China drew worldwide protests after it shot down a weather satellite in low Earth orbit January 2007.
The United States has never shot down a spacecraft in space before, but its missile defense system is designed to intercept incoming warheads in space.
"Our objective here was to reduce the risk. Could we reduce the risk to space platforms, to airborne platforms, and to terrestrial platforms -- the earth, cities, people, etcetera?" said General James Cartwright, vice chairman of the Joint Chiefs of Staff.
A US Aegis warship will fire a single modified SM-3 missile at the spy satellite in hopes of scoring a direct hit on a tank carrying the hydrazine, Cartwright, the vice chairman of the Joint Chiefs of Staff.
He said the plan is to hit the satellite at a point in its orbit where any debris will quickly fall out of orbit and re-enter the atmosphere over the ocean.
"And that’s our objective: get rid of the hydrazine and have this fall in the ocean," Cartwright said.
The soonest that the intercept will take place is in three or four days, but the window will remain open for seven or eight days, Cartright said.
Three Aegis warships will be on station with two back-up missiles in case there is a problem with the launch of the first missile.
"We will have radars and space sensors pointed at the area so that we have some sense of whether we were successful or not," he said.
"In the case that we’re not successful with the first shot, we’ll reassess," he said.
But as the satellite moves across the Earth, the chances increase that an intercept will bring debris down over land, Cartwright said, adding "we’re not going to shoot if that’s the case."
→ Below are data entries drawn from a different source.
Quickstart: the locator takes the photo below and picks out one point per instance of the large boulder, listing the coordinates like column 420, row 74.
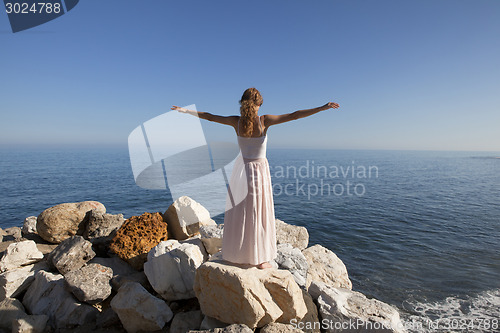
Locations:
column 310, row 323
column 10, row 309
column 171, row 269
column 138, row 310
column 71, row 254
column 247, row 295
column 291, row 234
column 101, row 227
column 48, row 296
column 17, row 280
column 90, row 284
column 279, row 328
column 19, row 254
column 211, row 236
column 325, row 266
column 292, row 259
column 12, row 234
column 341, row 307
column 59, row 222
column 137, row 236
column 185, row 217
column 29, row 225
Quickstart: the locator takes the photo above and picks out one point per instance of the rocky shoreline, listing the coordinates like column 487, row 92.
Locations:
column 75, row 268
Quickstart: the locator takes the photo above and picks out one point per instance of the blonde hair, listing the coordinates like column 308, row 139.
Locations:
column 249, row 106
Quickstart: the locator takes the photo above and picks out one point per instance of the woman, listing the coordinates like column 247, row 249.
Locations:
column 249, row 224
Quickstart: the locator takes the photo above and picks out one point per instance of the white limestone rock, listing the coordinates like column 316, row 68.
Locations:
column 325, row 266
column 343, row 307
column 292, row 259
column 71, row 254
column 185, row 216
column 291, row 234
column 90, row 283
column 101, row 227
column 62, row 221
column 211, row 236
column 248, row 295
column 186, row 321
column 47, row 295
column 279, row 328
column 29, row 225
column 138, row 310
column 17, row 280
column 171, row 269
column 10, row 309
column 19, row 254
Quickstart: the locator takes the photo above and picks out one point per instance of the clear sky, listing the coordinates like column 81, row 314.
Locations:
column 407, row 74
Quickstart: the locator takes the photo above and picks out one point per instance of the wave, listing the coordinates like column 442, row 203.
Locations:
column 480, row 313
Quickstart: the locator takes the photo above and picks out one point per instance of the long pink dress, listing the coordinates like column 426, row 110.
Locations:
column 249, row 224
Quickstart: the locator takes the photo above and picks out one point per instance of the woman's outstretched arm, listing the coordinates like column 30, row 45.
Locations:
column 270, row 119
column 225, row 120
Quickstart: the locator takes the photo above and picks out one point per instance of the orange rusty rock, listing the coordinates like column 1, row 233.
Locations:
column 137, row 236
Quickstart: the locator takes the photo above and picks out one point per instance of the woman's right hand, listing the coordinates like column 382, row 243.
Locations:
column 178, row 108
column 331, row 105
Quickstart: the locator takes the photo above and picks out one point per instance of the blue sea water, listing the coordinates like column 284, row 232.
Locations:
column 418, row 230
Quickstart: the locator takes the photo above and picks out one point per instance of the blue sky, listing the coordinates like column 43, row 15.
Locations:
column 419, row 75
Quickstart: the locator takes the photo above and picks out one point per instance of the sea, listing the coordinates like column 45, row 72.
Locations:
column 419, row 230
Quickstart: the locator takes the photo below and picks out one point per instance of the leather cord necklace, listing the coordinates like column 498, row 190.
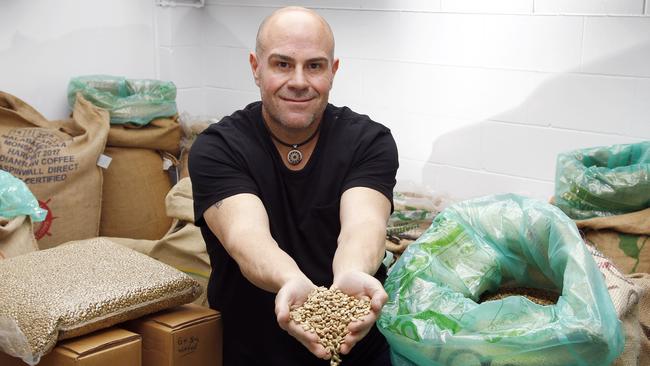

"What we’re looking for is to catch it here very close to the earth’s surface. What we’re shooting for, nominally, is about 130 miles (210 kilometers) up," he said.
He said about half the debris will come down in the first two revolutions if the intercept is successful, but it could take longer than a month for some of the smaller debris to come down.
"But it’s a very finite period of time that we can manage, and it’s in an area where we don’t have satellites manned or unmarked; in other words, down very low," he said.
NASA administrator Michael Griffin said the space shuttle Atlantis will have finished its space mission and have landed before the intercept.
"This missile is designed, of course, for other missions, but we concluded it could be reconfigured, both the missile and other systems related to it, on a one-time reversible basis to do the shot," Jeffrey said.
Asked why this intercept was any different than the Chinese anti-satellite test, Cartwright said the United States was notifying the international community beforehand and was conducting the intercept near the edge of space.
Griffin said the Chinese test was conducted against a satellite in a circular orbit at around 530 miles (850 kilometers) of altitude, creating a debris field that could remain for decades over a large swathe of orbital space.